In “Identifying with Characters,” Rita Felski follows up on her work on the attachments that readers, both academic and lay, form with literature. One of the most important of these is our identification with fictional characters. Literary critics have tended to reduce identification to empathy, but Felski argues for a broader view, identifying four modes of identification—alignment, allegiance, recognition and empathy. Her essay explores each in some detail, providing the ground for Felski’s argument that characters are made real—alive, vivid, animated—precisely by their fictional and aesthetic qualities. Thus, treating characters as persons and as real does not necessitate losing sight of the fact that they are aesthetically mediated; identification is not a sign confusion but a response to this particular form of realness.

“Thinking with Character,” Amanda Anderson’s contribution to the volume, focuses on literary representations of our inner lives. For her, literature, primarily through its characters, is uniquely able to offer a “phenomenology of the thinking life” and so to represent forms of “interior moral reflection” (131). This aspect of human life, she argues, is downplayed or ignored by critical approaches that treat the individual as an ideological fiction and moral commitment as a mere reflex of psychological forces. Her essay focuses on the particular form of thought she names “rumination,” which she treats not primarily as an obsessive, pointless churning of thought but as the processing of profound experiences, as moral thought that takes place over time and not just in instants of choice or decision. 
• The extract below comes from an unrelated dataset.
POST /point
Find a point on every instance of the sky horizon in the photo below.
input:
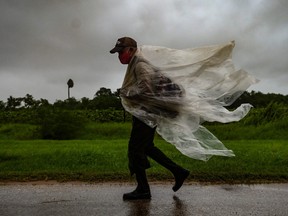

There are critical questions to pose about the essays, and about the vision of literary studies Anderson, Felski and Moi share with us. But in conclusion I simply offer two reasons why those interested in “Religions and its Publics” should read the book. First, a literary criticism that “engages, explicates, and builds on ordinary response rather than dismissing and demystifying it” (12) takes aim at the barriers literary critics have erected between themselves and the reading public. Second, the authors’ attention to readerly attachment and the literary representation of thought and experience offers guidance for opening up the field of religious studies to new publics. Once we recognize that ordinary attachments to story, character, and community are richer and more complex than scholars often take them to be, and once we learn to attend to the ways our commitments emerge over time from thought and experience, we will find that scholarly distinctions between insider and outsider, critic and caretaker, are not as clear-cut as we often take them to be.

Tyler Roberts is Professor and Department Chair of Religious Studies at Grinnell College. He is a Senior Fellow of the Luce Project on Religion and its Publics.